TW boss looking to claw back cash from HBO’s distributors

Time Warner boss Jeff Bewkes is planning to get tough with HBO’s pay-TV partners, The Post has learned.

Under pressure from Wall Street to turbo-charge growth in every unit, Bewkes will press distributors when renewing deals to share more of the proceeds from HBO promotional subscribers, sources said.

Cable, satellite and telecom partners get to collect the most subscriber revenue if they can add accounts beyond a certain level.

They are known on Time Warner’s books as non-revenue-generating subscribers and are estimated to account for 10 percent to 15 percent of the 43.4 million HBO/Cinemax subscribers in the US.

“The upside [the partners are] enjoying now, HBO will look to share in re-negotiations,” one source familiar with HBO’s thinking told The Post.

Each partnership deal differs as to threshold promotional levels, but in each case, HBO will look to claw back a bigger percentage of total subscriber revenue, the source added.

Bewkes might be well-armed for such a confrontation as video subscribers are disappearing fast at most cable operators and HBO is becoming a more powerful tool in keeping them around.

While the premium-TV category has been growing subscribers, the pay-TV universe lost a quarter of a million households.

On Time Warner’s last earnings call in April, CFO Howard Averill noted: “Our domestic subscriber trends remain positive, and similar to the past few quarters, the majority of recent subscriber additions have been non-revenue-generating. So, while that’s a good barometer of consumer demand for HBO, subscriber growth did not have a material impact on our revenue.”

That situation — growing demand, stagnant revenue — has raised some concern among Wall Street analysts, including Guggenheim Partners’ Michael Morris, who wants to know why HBO revenue, which grew only 4 percent in 2013, isn’t rising as fast as its pay-TV rivals.

Morris believes the ad-free premium network that airs “The Newsroom,” “Girls” and “Game of Thrones” should be doing as well as ESPN, Viacom and Discovery Communications, which are all growing faster.

“HBO is one of the top businesses in media, in my opinion, and yet it has been growing revenue at a conservative mid-single-digit pace and its paying subscriber numbers have been relatively flat,” Morris told The Post.

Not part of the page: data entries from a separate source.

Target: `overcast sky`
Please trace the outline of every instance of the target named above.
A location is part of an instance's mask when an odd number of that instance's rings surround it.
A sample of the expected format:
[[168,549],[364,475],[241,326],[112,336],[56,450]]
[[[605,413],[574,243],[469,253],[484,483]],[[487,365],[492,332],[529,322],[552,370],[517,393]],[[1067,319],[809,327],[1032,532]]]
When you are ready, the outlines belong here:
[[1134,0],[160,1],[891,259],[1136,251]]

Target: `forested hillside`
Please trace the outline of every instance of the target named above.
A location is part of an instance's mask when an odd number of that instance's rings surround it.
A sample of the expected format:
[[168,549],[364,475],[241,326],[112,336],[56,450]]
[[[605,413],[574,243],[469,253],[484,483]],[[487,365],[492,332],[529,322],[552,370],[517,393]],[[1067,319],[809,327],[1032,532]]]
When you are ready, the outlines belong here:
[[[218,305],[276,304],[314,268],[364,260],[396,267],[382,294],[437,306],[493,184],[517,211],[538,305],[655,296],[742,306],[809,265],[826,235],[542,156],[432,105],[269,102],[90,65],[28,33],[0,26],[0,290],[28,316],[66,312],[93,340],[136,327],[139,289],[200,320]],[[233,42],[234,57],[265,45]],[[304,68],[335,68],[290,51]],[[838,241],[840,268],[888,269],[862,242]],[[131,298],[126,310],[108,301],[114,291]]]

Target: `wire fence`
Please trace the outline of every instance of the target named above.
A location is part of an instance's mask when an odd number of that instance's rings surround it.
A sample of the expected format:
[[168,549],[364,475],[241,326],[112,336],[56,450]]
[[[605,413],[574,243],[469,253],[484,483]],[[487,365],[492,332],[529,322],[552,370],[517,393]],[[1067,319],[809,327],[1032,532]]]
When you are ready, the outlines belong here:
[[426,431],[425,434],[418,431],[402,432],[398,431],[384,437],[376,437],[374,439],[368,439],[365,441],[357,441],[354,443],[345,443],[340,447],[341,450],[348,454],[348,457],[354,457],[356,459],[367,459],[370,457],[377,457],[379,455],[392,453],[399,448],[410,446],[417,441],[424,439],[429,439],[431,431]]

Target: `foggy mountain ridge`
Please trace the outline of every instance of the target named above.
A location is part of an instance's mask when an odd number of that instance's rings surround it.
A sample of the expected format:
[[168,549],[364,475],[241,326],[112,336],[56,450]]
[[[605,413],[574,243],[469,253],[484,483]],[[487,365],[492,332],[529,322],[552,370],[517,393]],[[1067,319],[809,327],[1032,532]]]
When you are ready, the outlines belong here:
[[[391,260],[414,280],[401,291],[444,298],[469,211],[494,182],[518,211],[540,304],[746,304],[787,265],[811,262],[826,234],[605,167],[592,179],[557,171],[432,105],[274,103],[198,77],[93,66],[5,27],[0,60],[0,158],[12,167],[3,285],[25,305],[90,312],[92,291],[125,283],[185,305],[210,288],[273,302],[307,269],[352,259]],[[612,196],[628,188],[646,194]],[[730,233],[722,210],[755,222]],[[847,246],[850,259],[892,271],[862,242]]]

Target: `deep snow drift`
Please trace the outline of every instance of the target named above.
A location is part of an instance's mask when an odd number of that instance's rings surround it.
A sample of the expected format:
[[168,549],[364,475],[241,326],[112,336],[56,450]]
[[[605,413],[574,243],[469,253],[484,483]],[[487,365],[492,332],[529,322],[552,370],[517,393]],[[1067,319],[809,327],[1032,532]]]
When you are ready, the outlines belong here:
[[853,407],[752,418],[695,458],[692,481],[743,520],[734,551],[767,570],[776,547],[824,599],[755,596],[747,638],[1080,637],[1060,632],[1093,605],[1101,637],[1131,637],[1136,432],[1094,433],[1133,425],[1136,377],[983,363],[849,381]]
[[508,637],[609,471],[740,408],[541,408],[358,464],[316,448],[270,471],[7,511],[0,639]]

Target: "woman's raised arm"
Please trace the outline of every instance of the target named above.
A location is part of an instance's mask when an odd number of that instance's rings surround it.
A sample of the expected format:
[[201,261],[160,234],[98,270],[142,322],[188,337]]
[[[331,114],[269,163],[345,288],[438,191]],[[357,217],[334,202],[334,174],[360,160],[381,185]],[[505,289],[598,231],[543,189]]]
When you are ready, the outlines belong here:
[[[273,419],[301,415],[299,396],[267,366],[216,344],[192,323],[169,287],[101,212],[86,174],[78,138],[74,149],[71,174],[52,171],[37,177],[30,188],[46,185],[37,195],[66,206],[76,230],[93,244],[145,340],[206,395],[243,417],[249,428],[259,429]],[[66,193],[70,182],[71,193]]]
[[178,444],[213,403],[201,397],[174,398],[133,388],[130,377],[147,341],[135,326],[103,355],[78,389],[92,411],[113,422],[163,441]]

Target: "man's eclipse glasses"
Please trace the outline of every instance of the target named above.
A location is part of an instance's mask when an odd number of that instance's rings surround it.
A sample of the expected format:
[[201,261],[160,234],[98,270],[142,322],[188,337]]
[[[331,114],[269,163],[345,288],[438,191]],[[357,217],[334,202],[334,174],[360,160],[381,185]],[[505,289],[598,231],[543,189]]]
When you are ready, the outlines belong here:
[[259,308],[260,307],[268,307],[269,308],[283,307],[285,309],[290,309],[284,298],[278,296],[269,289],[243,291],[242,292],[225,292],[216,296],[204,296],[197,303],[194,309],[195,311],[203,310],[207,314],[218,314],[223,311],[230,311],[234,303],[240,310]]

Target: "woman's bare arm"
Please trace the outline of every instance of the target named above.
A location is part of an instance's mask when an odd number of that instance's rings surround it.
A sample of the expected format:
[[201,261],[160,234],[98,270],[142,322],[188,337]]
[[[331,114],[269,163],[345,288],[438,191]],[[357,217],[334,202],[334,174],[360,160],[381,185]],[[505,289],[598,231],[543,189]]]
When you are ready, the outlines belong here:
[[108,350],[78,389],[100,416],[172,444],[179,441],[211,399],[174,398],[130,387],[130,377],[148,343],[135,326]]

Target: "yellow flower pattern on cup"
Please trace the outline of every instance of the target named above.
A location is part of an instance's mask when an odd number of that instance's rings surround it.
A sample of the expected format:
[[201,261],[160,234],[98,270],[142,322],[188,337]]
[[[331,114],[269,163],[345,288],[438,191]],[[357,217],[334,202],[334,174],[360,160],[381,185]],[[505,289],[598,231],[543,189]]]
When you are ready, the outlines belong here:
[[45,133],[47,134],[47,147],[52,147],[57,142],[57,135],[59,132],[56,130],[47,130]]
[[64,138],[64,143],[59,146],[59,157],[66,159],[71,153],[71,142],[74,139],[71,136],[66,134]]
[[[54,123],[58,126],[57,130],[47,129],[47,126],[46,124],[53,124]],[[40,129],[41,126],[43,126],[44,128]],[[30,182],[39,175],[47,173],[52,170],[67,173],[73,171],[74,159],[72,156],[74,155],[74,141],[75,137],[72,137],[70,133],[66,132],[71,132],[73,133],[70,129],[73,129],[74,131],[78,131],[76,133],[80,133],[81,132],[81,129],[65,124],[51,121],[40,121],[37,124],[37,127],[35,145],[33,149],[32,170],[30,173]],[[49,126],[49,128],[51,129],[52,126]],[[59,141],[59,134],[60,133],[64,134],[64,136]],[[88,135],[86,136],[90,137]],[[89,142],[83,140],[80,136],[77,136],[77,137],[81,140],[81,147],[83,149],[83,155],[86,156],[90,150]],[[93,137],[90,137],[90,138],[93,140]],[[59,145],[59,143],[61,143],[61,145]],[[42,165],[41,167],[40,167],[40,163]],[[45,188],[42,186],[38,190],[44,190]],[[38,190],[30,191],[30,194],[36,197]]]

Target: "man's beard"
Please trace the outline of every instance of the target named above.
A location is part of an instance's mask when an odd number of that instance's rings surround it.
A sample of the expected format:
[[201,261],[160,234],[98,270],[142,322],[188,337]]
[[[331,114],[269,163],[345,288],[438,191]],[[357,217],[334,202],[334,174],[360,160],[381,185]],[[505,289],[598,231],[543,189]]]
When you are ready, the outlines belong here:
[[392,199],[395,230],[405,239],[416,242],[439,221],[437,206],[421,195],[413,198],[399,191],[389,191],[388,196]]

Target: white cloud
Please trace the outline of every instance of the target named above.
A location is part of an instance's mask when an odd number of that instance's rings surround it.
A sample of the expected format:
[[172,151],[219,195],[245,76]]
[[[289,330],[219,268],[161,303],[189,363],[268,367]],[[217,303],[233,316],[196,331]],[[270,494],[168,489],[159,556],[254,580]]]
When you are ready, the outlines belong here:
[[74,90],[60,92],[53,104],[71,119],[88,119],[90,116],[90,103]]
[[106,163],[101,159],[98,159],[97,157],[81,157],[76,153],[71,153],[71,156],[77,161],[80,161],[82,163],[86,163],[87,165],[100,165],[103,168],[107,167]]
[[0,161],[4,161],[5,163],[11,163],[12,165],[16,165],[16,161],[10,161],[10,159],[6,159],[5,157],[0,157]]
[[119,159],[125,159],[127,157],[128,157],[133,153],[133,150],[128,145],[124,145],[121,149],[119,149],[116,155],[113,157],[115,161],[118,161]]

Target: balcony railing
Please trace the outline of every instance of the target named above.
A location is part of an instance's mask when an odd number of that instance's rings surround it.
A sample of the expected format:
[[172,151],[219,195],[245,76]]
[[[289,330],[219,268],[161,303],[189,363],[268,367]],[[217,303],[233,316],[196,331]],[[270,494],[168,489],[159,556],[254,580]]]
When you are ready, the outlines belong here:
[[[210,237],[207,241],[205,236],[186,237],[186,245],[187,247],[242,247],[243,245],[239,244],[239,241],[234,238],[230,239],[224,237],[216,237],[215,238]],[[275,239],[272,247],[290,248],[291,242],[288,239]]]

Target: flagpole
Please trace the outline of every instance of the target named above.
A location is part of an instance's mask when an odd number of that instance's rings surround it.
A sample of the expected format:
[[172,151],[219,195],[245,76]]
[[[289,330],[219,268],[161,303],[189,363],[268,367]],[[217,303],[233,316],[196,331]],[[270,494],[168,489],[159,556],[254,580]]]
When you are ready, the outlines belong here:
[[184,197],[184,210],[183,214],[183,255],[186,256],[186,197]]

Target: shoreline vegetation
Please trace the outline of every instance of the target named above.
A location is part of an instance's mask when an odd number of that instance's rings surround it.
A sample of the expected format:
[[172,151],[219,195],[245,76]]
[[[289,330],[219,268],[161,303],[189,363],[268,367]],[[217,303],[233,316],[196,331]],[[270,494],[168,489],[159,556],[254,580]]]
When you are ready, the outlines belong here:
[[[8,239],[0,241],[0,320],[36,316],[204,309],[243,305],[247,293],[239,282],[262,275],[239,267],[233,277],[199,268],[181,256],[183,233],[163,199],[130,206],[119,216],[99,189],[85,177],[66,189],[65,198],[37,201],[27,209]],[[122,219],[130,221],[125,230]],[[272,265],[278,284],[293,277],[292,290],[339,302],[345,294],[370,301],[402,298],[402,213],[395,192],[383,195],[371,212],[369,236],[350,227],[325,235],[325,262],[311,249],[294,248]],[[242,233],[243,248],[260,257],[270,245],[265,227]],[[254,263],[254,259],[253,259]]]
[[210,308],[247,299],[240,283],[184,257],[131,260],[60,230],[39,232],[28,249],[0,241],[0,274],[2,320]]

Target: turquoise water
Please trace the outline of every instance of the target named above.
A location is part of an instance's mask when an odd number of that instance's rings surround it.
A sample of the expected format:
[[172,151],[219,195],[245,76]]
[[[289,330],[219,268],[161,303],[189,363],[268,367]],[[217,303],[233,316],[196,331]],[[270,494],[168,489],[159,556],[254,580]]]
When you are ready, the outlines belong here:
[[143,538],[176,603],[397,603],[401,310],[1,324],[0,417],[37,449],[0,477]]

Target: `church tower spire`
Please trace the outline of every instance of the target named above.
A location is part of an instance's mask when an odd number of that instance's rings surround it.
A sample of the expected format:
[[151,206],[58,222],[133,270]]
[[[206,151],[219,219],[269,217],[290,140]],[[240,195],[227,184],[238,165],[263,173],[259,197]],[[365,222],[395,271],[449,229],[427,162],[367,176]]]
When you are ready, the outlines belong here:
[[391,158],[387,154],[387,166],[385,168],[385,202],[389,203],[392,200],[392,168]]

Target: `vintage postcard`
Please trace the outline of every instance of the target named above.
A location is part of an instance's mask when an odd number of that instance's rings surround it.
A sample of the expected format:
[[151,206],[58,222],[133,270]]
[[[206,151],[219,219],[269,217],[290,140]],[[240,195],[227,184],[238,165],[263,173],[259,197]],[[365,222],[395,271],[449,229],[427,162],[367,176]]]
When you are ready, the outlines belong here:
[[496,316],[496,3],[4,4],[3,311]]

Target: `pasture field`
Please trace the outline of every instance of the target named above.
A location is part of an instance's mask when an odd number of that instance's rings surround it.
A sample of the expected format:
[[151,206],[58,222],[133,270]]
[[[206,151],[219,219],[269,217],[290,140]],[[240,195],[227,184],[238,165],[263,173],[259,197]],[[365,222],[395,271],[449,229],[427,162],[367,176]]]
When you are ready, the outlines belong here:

“I believe there’s pent-up economic value to exploit,” he added.

While HBO has all the hit shows, its sibling Cinemax has seen bigger growth domestically.

HBO ended 2013 with 29.3 million subscribers, according to SNL Kagan. At year-end in 2009, HBO was at 28.9 million subscribers.

Sister service Cinemax, meanwhile, had 12.2 million subscribers in 2009 and has grown to 14.1 million in the most recent year.

The two have a combined international subscriber count of 127 million.

Bloomberg reported earlier this week that HBO is also seeking to grow revenue by bundling itself with those customers who are only seeking broadband services.

HBO declined comment on any future moves.